Predatory bites, usually from large sharks, like tiger (Galeocerdo cuvier) and bull (Carcharhinus leucas), were the most common injury type for both manta ray species, while the most frequent anthropogenic injury was entanglement in fishing line. Although manta rays in the Maldives are protected nationally and have never been targeted by a commercial fishery in the region, our study shows incidental bycatch (accidental capture or interaction with fishing gear) and boat traffic pose a significant threat to these animals, especially in busier atolls with more tourism and fishing activities like North Malé, South Malé, Baa, Addu, and Laamu Atolls.
Juvenile reef manta rays are especially vulnerable to anthropogenic injuries as they spend lots of time in shallow lagoons where boat traffic is heavy. Similarly, male reef manta rays were more likely to have anthropogenic injuries than females, as they too spend more time in shallower habitats for reasons like food availability or predator avoidance. Injuries to reef manta rays were most likely to be observed at cleaning stations as opposed to feeding or cruising sites, probably because manta rays visit cleaning stations for wound healing and parasite removal. However, for oceanic manta rays, neither sex nor maturity status appeared to affect the frequency of injuries, but we believe this analysis would benefit from a more comprehensive dataset.

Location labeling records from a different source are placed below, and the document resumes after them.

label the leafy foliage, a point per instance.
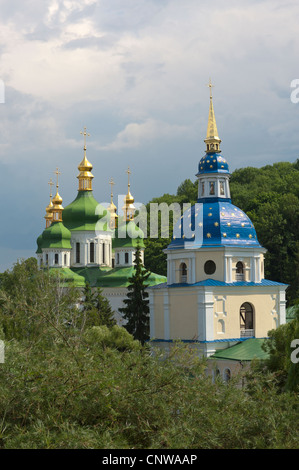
(96, 309)
(65, 387)
(136, 310)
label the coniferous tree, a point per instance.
(96, 309)
(136, 311)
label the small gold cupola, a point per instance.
(212, 140)
(57, 202)
(85, 176)
(128, 207)
(112, 208)
(49, 209)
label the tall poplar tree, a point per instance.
(136, 311)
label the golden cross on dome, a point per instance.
(84, 134)
(50, 183)
(57, 172)
(210, 86)
(111, 182)
(129, 172)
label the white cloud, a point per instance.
(136, 134)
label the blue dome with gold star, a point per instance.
(213, 224)
(213, 163)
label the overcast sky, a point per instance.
(134, 72)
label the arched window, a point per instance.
(226, 375)
(183, 272)
(77, 252)
(91, 252)
(212, 188)
(246, 320)
(240, 271)
(221, 326)
(209, 267)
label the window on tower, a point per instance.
(91, 252)
(246, 320)
(209, 267)
(183, 272)
(77, 252)
(221, 188)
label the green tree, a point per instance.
(96, 308)
(136, 311)
(280, 349)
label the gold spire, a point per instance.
(57, 202)
(112, 207)
(85, 176)
(129, 208)
(49, 208)
(212, 140)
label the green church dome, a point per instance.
(128, 235)
(56, 236)
(85, 213)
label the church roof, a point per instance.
(128, 235)
(214, 223)
(215, 283)
(56, 236)
(243, 351)
(84, 213)
(104, 277)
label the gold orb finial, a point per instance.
(212, 139)
(85, 176)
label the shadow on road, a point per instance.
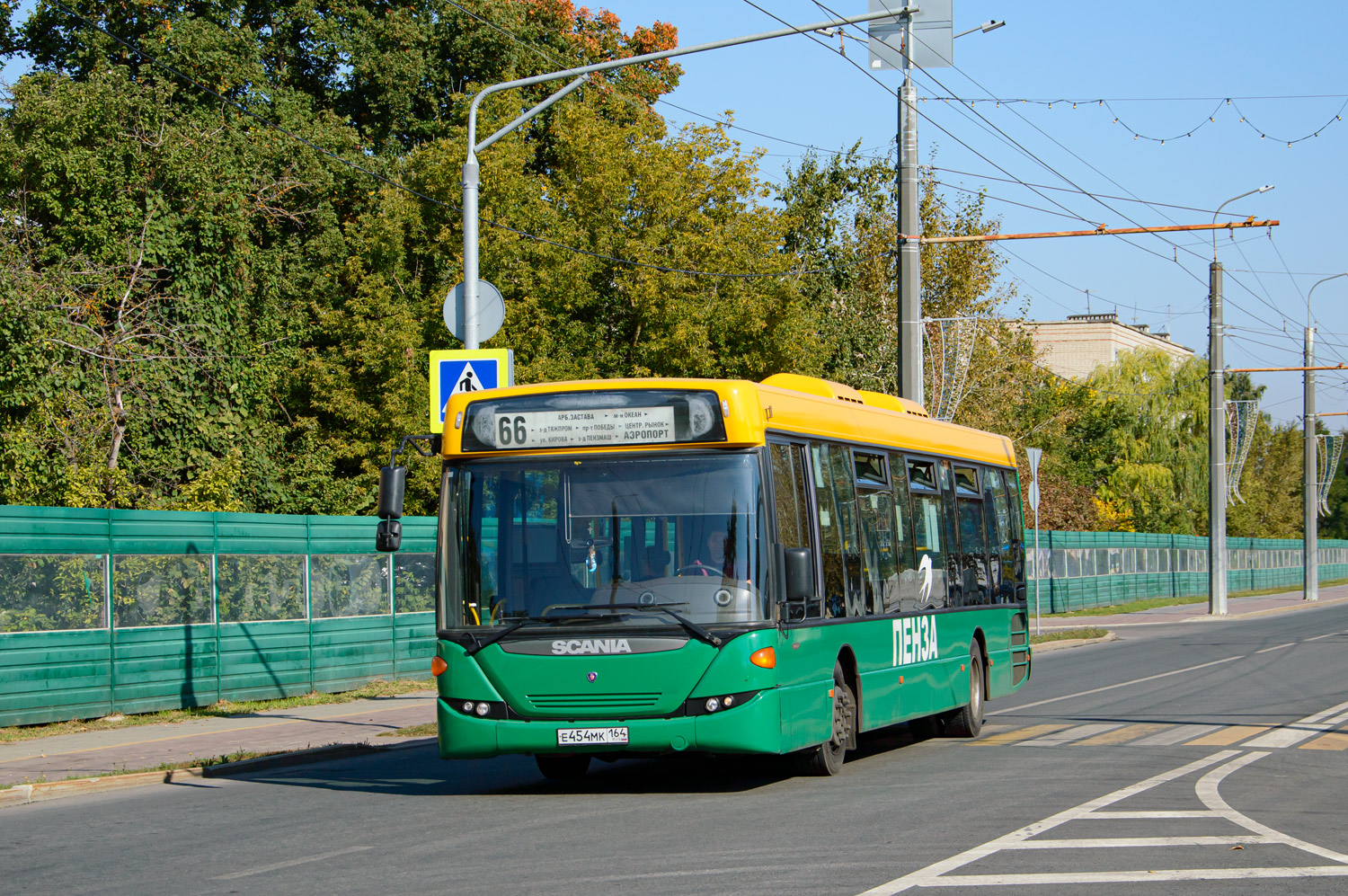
(418, 771)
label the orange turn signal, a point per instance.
(766, 658)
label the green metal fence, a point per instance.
(137, 610)
(132, 610)
(1083, 570)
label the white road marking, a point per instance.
(1070, 734)
(1177, 734)
(1302, 729)
(1274, 648)
(1110, 688)
(1132, 877)
(263, 869)
(1218, 766)
(932, 874)
(1110, 842)
(1207, 790)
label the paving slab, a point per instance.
(91, 753)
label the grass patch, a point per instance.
(215, 710)
(412, 731)
(1069, 634)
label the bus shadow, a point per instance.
(418, 771)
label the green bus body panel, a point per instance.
(792, 710)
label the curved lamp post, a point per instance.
(1310, 481)
(1218, 430)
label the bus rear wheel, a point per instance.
(827, 758)
(967, 721)
(563, 767)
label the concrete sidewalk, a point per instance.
(1237, 608)
(92, 753)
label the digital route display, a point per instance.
(585, 428)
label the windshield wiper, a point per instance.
(689, 625)
(545, 618)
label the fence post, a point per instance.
(112, 634)
(393, 613)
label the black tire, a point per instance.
(827, 758)
(967, 721)
(563, 767)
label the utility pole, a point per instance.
(1310, 502)
(1218, 430)
(910, 228)
(1216, 448)
(471, 173)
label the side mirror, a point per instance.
(388, 537)
(393, 485)
(800, 572)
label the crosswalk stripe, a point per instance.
(1228, 736)
(1069, 734)
(1328, 741)
(1122, 734)
(1177, 734)
(1006, 737)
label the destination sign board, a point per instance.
(584, 428)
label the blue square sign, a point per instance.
(466, 371)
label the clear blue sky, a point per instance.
(1164, 69)
(1157, 61)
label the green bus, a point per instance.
(636, 567)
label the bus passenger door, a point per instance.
(800, 652)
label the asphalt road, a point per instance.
(1181, 758)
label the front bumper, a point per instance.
(754, 726)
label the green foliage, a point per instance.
(40, 593)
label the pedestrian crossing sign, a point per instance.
(466, 371)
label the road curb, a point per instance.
(42, 791)
(1075, 642)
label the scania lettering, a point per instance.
(636, 567)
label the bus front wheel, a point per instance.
(967, 721)
(827, 758)
(563, 767)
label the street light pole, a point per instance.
(1310, 481)
(910, 226)
(469, 183)
(1218, 431)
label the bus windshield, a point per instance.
(558, 539)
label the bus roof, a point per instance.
(785, 404)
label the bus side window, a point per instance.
(999, 535)
(952, 537)
(976, 585)
(1013, 483)
(927, 586)
(875, 513)
(793, 510)
(830, 534)
(844, 497)
(903, 583)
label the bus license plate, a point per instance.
(584, 736)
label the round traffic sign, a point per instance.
(491, 310)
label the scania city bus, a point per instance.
(635, 567)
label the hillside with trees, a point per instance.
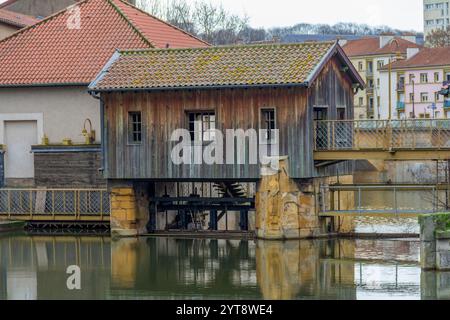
(213, 23)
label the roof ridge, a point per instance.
(229, 47)
(130, 23)
(43, 20)
(165, 22)
(19, 16)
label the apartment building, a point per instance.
(416, 86)
(369, 55)
(436, 15)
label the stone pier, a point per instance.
(288, 209)
(129, 209)
(435, 241)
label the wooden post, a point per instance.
(213, 220)
(244, 220)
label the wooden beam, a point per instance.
(399, 155)
(379, 214)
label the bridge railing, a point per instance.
(385, 199)
(54, 202)
(341, 135)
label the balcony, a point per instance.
(447, 104)
(445, 89)
(400, 105)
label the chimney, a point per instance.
(385, 38)
(342, 41)
(411, 52)
(411, 37)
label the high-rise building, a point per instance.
(436, 15)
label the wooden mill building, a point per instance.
(148, 94)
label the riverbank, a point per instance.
(8, 226)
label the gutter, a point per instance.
(215, 87)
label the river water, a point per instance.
(34, 267)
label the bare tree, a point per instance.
(439, 38)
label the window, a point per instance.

As marine traffic, tourism, and fishing activities in the Maldives continue to increase, it’s likely that injuries to manta rays will become more frequent, which could affect the health and fitness of these populations. This study greatly improves our understanding of the relative impact of the different types of threats to manta rays in the Maldives. Conservation management actions to better protect these threatened animals throughout their range should include the establishment of no-take fishing zones and speedboat exclusion (or restriction) zones in areas of critical manta ray habitat, like feeding and cleaning aggregation sites, and juvenile nursery habitat.
This publication is a result of decades of data collection in the Maldives, including countless citizen scientist submissions from tour operators and divers. It’s also fantastic to see published literature stemming from the work of the master’s students we support.